The Everybody’s Home campaign director, Kate Colvin, is set to launch the campaign and its housing and homelessness plan at the National Press Club today.
According to an Essential poll, commissioned by Everybody’s Home and also released today, 62 per cent of respondents believe the federal government isn’t doing enough to address housing affordability, and 60 per cent believe Labor also isn’t doing enough.
Further, the poll noted that 49 per cent of Coalition voters think the Coalition isn’t doing enough, compared with 57 per cent of Labor voters who want the government to step up.
Speaking prior to her National Press Club address, Ms Colvin said, “Making sure everyone has a home is a top-order priority for Australians but it is not matched by action from our political leaders. That needs to change,” she said.

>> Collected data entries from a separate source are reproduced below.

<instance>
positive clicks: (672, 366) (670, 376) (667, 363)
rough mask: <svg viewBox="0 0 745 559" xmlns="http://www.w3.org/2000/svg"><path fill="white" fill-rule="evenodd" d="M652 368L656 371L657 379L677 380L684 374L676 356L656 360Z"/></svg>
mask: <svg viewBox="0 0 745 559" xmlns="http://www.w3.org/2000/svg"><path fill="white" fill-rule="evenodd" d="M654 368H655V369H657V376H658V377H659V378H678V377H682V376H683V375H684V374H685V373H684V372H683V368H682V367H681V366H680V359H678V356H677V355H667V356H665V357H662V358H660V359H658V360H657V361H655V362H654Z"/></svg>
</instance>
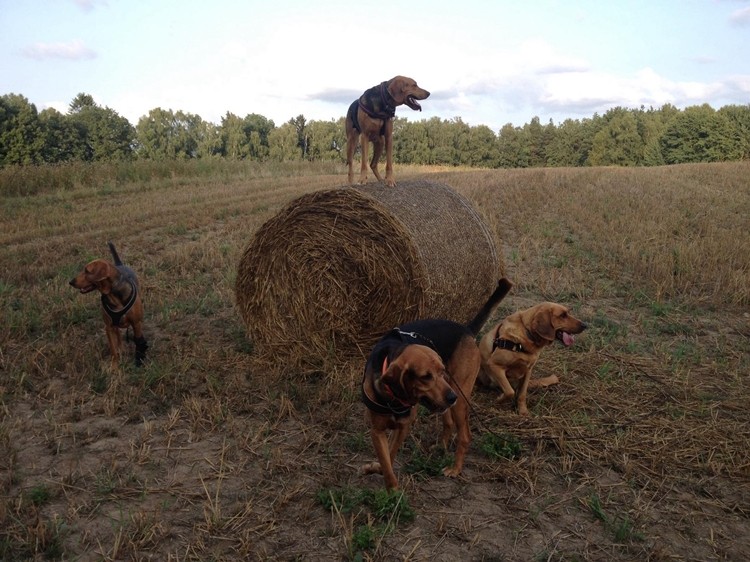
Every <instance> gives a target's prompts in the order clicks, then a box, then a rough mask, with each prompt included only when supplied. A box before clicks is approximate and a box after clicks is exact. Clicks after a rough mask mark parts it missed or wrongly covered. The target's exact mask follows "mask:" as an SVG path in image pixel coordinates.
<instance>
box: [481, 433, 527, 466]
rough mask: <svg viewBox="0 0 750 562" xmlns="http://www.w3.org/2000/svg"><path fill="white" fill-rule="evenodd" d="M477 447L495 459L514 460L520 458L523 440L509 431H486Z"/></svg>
mask: <svg viewBox="0 0 750 562" xmlns="http://www.w3.org/2000/svg"><path fill="white" fill-rule="evenodd" d="M477 447H478V448H479V450H480V451H482V453H484V454H485V455H486V456H487V457H489V458H490V459H493V460H497V459H508V460H513V459H516V458H518V457H519V456H520V454H521V451H522V450H523V447H522V445H521V442H520V441H519V440H518V439H517V438H516V437H515V436H513V435H510V434H507V433H485V434H484V435H482V436H481V437H480V438H479V440H478V442H477Z"/></svg>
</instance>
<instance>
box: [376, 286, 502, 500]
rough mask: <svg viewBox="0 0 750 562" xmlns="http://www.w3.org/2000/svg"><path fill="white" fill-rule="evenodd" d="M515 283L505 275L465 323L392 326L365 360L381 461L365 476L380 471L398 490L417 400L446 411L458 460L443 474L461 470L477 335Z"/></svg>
mask: <svg viewBox="0 0 750 562" xmlns="http://www.w3.org/2000/svg"><path fill="white" fill-rule="evenodd" d="M511 286H512V285H511V283H510V282H509V281H508V280H507V279H501V280H500V282H499V283H498V287H497V289H496V290H495V292H494V293H493V294H492V295H491V296H490V298H489V299H488V301H487V302H486V303H485V305H484V306H483V307H482V309H481V310H480V311H479V313H478V314H477V315H476V317H475V318H474V319H473V320H472V321H471V322H469V324H467V325H463V324H458V323H456V322H451V321H449V320H417V321H415V322H409V323H407V324H404V325H402V326H400V327H398V328H394V329H393V330H391V331H390V332H388V333H387V334H385V335H384V336H383V337H382V338H381V339H380V340H379V341H378V343H376V344H375V346H374V347H373V349H372V351H371V353H370V356H369V358H368V360H367V363H366V364H365V373H364V377H363V380H362V401H363V402H364V403H365V406H366V407H367V409H366V417H367V421H368V423H369V425H370V436H371V438H372V444H373V446H374V447H375V453H376V454H377V457H378V462H375V463H370V464H368V465H365V467H364V472H365V474H372V473H378V474H382V475H383V478H384V479H385V486H386V488H388V489H389V490H391V489H395V488H398V481H397V479H396V475H395V473H394V471H393V461H394V459H395V457H396V453H397V452H398V449H399V448H400V447H401V445H402V444H403V442H404V440H405V439H406V436H407V435H408V434H409V429H410V428H411V424H412V423H413V422H414V419H415V418H416V415H417V407H416V406H417V404H418V403H421V404H422V405H424V406H425V407H426V408H427V409H428V410H430V411H431V412H443V431H442V435H441V438H440V439H441V443H442V445H443V447H445V448H447V446H448V441H449V440H450V438H451V437H452V434H453V431H454V429H455V430H456V432H457V444H456V456H455V462H454V464H453V466H452V467H447V468H445V469H444V470H443V474H445V475H446V476H450V477H454V476H457V475H458V474H459V473H460V472H461V469H462V468H463V464H464V457H465V456H466V451H467V450H468V448H469V443H470V442H471V432H470V429H469V404H468V402H467V400H468V399H469V396H470V395H471V391H472V389H473V388H474V383H475V382H476V378H477V374H478V373H479V368H480V364H481V356H480V354H479V349H478V348H477V344H476V334H477V333H478V332H479V330H480V329H481V327H482V325H483V324H484V323H485V322H486V321H487V318H488V317H489V315H490V314H491V313H492V310H493V309H494V308H495V306H496V305H497V304H498V303H499V302H500V301H501V300H502V299H503V297H505V295H506V294H507V293H508V291H509V290H510V288H511ZM449 408H450V410H449ZM387 430H391V433H390V436H388V435H387Z"/></svg>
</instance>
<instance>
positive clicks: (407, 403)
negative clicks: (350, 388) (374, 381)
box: [362, 328, 435, 419]
mask: <svg viewBox="0 0 750 562" xmlns="http://www.w3.org/2000/svg"><path fill="white" fill-rule="evenodd" d="M391 338H392V339H397V340H398V341H400V342H402V343H404V344H406V345H413V344H419V345H427V346H428V347H430V348H432V349H435V345H434V344H433V343H432V340H430V339H429V338H427V337H425V336H422V335H421V334H418V333H416V332H404V331H402V330H401V329H400V328H393V330H391V331H390V332H388V335H387V339H386V338H384V339H385V340H386V342H387V341H388V340H389V339H391ZM383 343H385V342H383ZM393 349H394V348H392V347H390V348H389V347H388V346H386V345H383V346H382V350H380V351H377V350H376V351H374V355H375V357H374V359H373V362H374V363H376V364H378V363H380V361H381V357H382V368H381V375H383V374H385V372H386V371H387V370H388V356H389V354H390V352H391V351H392V350H393ZM366 376H367V366H365V372H364V374H363V376H362V402H364V404H365V406H367V409H368V410H370V411H371V412H375V413H376V414H381V415H388V416H393V417H394V418H396V419H399V418H405V417H406V416H408V415H409V414H410V413H411V409H412V408H413V407H414V406H415V405H416V402H414V403H413V404H412V403H411V402H409V401H408V400H407V399H406V397H401V396H399V395H398V394H397V393H396V392H394V391H393V389H392V388H391V387H389V386H387V385H383V390H384V394H385V395H382V394H379V395H376V396H375V397H374V398H373V397H371V396H369V395H368V394H367V390H365V377H366ZM374 387H375V385H374V384H373V389H374Z"/></svg>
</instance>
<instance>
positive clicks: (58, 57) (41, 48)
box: [22, 40, 96, 60]
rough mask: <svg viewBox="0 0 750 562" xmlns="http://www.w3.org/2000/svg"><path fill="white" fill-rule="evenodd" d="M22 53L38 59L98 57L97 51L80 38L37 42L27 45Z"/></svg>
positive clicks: (76, 58)
mask: <svg viewBox="0 0 750 562" xmlns="http://www.w3.org/2000/svg"><path fill="white" fill-rule="evenodd" d="M22 54H23V56H25V57H28V58H31V59H36V60H46V59H66V60H88V59H93V58H96V52H95V51H94V50H92V49H89V48H88V47H86V46H85V45H84V44H83V42H81V41H78V40H76V41H70V42H68V43H35V44H33V45H29V46H27V47H25V48H24V49H23V51H22Z"/></svg>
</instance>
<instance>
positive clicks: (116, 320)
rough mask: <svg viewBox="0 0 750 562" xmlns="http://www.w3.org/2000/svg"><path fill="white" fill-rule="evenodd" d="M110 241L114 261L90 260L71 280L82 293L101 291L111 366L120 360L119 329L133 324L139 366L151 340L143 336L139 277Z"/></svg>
mask: <svg viewBox="0 0 750 562" xmlns="http://www.w3.org/2000/svg"><path fill="white" fill-rule="evenodd" d="M107 244H108V245H109V251H110V252H111V253H112V258H113V259H114V260H115V263H114V265H113V264H111V263H109V262H108V261H105V260H94V261H92V262H89V263H88V264H86V267H84V268H83V271H81V272H80V273H79V274H78V275H76V276H75V277H74V278H73V279H71V280H70V284H71V286H73V287H75V288H76V289H78V290H79V291H80V292H81V294H84V293H89V292H91V291H93V290H97V291H99V292H100V293H101V298H102V316H103V317H104V330H105V332H106V334H107V342H108V343H109V351H110V353H111V355H112V368H115V367H116V366H117V364H118V362H119V360H120V348H121V347H122V335H121V334H120V330H125V329H127V328H128V326H132V328H133V339H134V341H135V364H136V366H137V367H140V366H141V365H143V360H144V359H145V358H146V350H147V349H148V343H147V342H146V338H144V337H143V301H142V300H141V292H140V288H139V286H138V277H137V276H136V274H135V272H134V271H133V270H132V269H130V268H129V267H128V266H126V265H123V263H122V260H120V256H119V255H117V250H115V246H114V244H112V242H107Z"/></svg>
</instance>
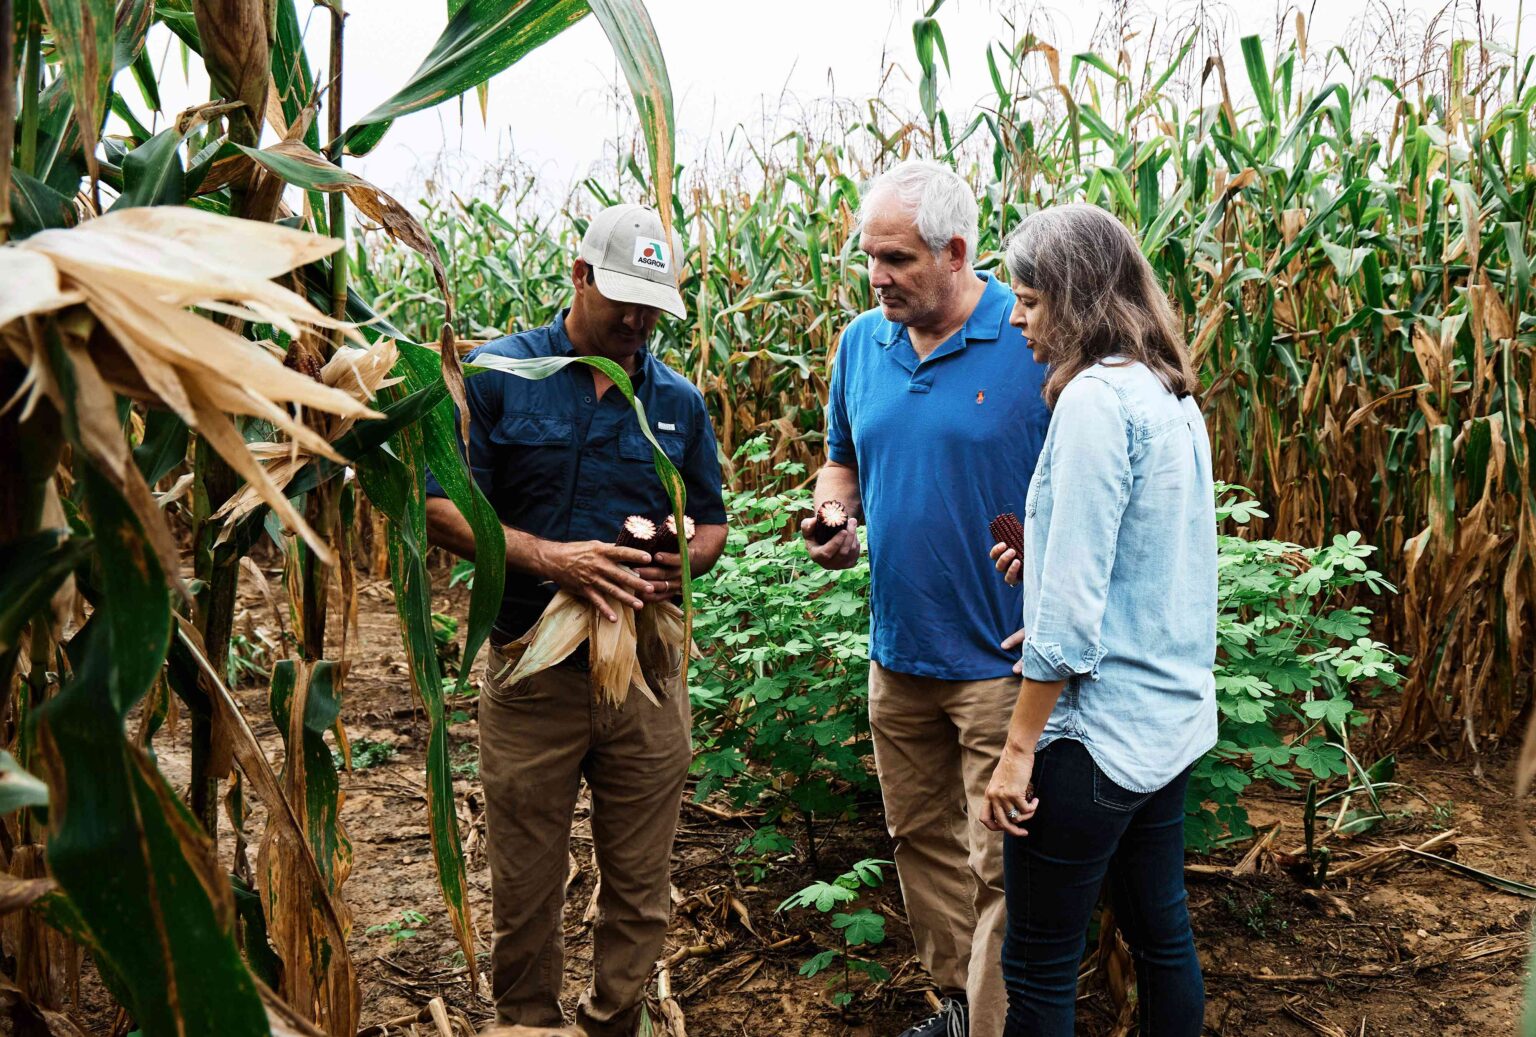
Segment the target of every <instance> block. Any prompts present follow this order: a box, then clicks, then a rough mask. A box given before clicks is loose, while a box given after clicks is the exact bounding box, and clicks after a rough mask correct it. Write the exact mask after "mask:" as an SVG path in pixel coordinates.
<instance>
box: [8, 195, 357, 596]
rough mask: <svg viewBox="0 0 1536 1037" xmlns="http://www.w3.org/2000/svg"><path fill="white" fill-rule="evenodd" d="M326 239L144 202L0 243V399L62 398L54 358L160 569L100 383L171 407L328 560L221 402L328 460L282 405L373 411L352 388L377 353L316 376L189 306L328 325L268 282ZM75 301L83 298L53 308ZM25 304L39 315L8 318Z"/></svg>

“Genuine home buyers are missing out to people building investment portfolios. There’s a chronic shortage of social and affordable rental options, and it’s causing record levels of homelessness.”
More broadly, the plan argues that first-home buyers’ needs should be favoured over investors, and “resetting the tax system” is the way to do it.
A separate Essential poll, commissioned by the Australian Institute of Superannuation Trustees, found that support for changes to negative gearing was shared by both property investors and non-investors. More than one-third of property investors supported negative gearing reform, with property investors with children the most likely (45 per cent) to support the notion.
Everybody’s Home’s national housing plan has five steps. The organisations, including Mission Australia, the Salvation Arming and Homelessness NSW, are calling for support for first-home buyers via a fairer tax system, the development of a National Housing Strategy that features 500,000 new “social and affordable rental homes”, improved rental rights legislation which makes “no grounds” evictions and unfair rent risers unlawful.
The campaign is also calling for immediate relief for Australians experiencing “chronic rental stress” and a plan to end homelessness by 2030.